Поэтому хотя французы как и каждая нация вроде бы нуждаются в этом юношеском интеллектуальном отрицании семьи на деле это конечно не так. В этом одна из причин того что французы не снобы.

Не важно каково социальное происхождение человека, не важно чего он достиг, ему никогда в голову не придет не навещать свою семью, у простого крестьянина могут быть дети самого разного общественного положения никаких сложностей не возникает, хорошо одетый человек приходит к себе домой где его родители в простой одежде такие же как когда-то и никто не чувствует что тут что-то не так, никогда и ни при каких обстоятельствах.

И конечно то же самое относится к армии, кто угодно может быть простым солдатом как и кто угодно может быть офицером. Это зависит от рода деятельности, от профессии, а не от принадлежности к общественному слою.

Здесь в городе нотариус, адвокат, банкир все простые солдаты, сын мясника офицер, все это зависит от профессии это не зависит от класса.

На днях молодой писатель наш сосед по деревне Пьер Лейрис говорил об этом. Он не очень сильный и поэтому он нестроевик и не в действующей армии но во время мобилизации их нестроевую роту призвали и послали помогать при проведении мобилизации. Ему очень понравилась его короткая военная служба ему очень понравились его товарищи им очень хорошо было вместе, но потом мобилизация кончилась и их расформировали. Он сказал что это был ужасный день. Когда они надели штатское платье все стало по-другому, они увидели всех в другом свете они узнали кто есть кто а когда они были все вместе никто не знал и не придавал этому значения.

Помню как одна сестра-француженка в монастыре тоже говорила об этом. Она сказала что облачение и чепец, тот самый чепец который как сказал кюре из Арса надо так долго снимать что за это время можно омлет с двух сторон обжарить чепец который многим из них пришлось снять чтобы надеть противогаз, да так вот сказала она мы никогда не знали откуда родом та или иная сестра и из какой она семьи если только случайно не оказывались в приемной со своими родственниками а она в приемной со своими. Тогда они могли узнать но думаю они вряд ли это замечали.
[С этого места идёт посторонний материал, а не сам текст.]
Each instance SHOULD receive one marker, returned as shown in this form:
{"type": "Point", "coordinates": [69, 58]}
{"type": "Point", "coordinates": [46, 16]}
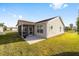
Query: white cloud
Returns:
{"type": "Point", "coordinates": [58, 5]}
{"type": "Point", "coordinates": [20, 16]}
{"type": "Point", "coordinates": [65, 5]}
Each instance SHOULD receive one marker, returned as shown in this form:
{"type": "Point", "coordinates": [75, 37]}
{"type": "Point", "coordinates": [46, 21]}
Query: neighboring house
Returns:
{"type": "Point", "coordinates": [1, 28]}
{"type": "Point", "coordinates": [45, 28]}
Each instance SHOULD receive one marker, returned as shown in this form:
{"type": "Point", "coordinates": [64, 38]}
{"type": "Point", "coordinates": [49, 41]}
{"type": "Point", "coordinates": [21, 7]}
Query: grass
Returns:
{"type": "Point", "coordinates": [12, 44]}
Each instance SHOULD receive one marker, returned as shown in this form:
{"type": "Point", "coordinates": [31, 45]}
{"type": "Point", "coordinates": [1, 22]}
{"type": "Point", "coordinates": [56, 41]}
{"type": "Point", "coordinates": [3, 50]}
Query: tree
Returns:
{"type": "Point", "coordinates": [71, 26]}
{"type": "Point", "coordinates": [77, 25]}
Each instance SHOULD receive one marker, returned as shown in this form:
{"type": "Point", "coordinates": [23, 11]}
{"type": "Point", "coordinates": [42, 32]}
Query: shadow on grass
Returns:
{"type": "Point", "coordinates": [10, 38]}
{"type": "Point", "coordinates": [67, 54]}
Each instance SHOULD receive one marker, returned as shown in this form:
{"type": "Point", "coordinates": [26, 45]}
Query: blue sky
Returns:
{"type": "Point", "coordinates": [11, 12]}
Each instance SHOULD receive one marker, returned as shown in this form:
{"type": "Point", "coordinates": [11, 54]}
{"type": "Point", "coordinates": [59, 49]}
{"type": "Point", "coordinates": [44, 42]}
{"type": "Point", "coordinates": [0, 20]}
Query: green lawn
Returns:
{"type": "Point", "coordinates": [12, 44]}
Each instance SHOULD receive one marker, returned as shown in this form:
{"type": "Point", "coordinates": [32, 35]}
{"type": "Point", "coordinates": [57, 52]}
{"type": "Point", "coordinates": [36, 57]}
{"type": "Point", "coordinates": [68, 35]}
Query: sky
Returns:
{"type": "Point", "coordinates": [10, 13]}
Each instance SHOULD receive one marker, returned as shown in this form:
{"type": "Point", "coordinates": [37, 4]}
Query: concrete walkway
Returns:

Мы вчера видели P& #232; re Abb& #233; abbaye royale d'Hautecombe [31], шестнадцать из двадцати шести его монахов мобилизованы, почти все простые солдаты. Один из них из тех что постарше стал aumonier,     капелланом эскадрильи. Он страшно доволен собой, к его услугам не только автомобиль не только шофер но у него свой самолет и свой летчик. В глазах отца настоятеля загорелись веселые искорки когда он рассказывал нам это.

Мадам Жиру сама вдова генерала рассказала нам о своей семье, каждые десять лет они отмечают встречу семьи какая только осталась в живых и в последний раз двумя самыми удивительными гостями были один из прославленных судей Франции и возница сельских похоронных дрог. Но они были одной семьей им подали прекрасный обед самый лучший обед и все были вместе.

Мадам Жиру рассказала нам о своей двоюродной бабушке, она была одной из красивейших женщин во Франции и очень важной особой. Как-то раз сравнительно недавно мадам Жиру побывала в деревне откуда все они были родом и встретила там пожилую женщину и они разговорились. О сказала пожилая женщина вы помните вашу двоюродную бабушку. О да сказала мадам Жиру, прекрасно сказала пожилая женщина, я знаю о ней кое-что такое чего никто больше не знает.

Когда она была молодая совсем молодая и очень красивая тут проходил солдат. И ваша двоюродная бабушка родила мертвую двойню, таких очень маленьких близнецов и она похоронила их под грушевым деревом похоронила обоих.

Мадам Жиру призналась что с тех пор когда она видит грушевое дерево она испытывает странное чувство.

В этом году как и всегда они собрали виноград и сделали вино, они всегда думают что его не будет потому что в этой деревне всё всегда против вина, поздние заморозки, град, ложномучнистая роса и мало вечернего солнца, но все равно они собирают урожай. В этом году как и всегда они собрали урожай и довольно большой, а французы как и их земля бережливы и щедры, много должно быть вложено в нее и много она дает в ответ, и они должны отпраздновать это, faire part [32], как пишется в их объявлениях о похоронах свадьбах и рождениях, во Франции они всегда отмечают праздник такой штукой которая называется ramequin,     похоже на гренки с сыром по-уэльски, только вместо пива и сыра ее делают в горшочке из белого вина яиц и сыра и размешивают такими огромными ломтями хлеба.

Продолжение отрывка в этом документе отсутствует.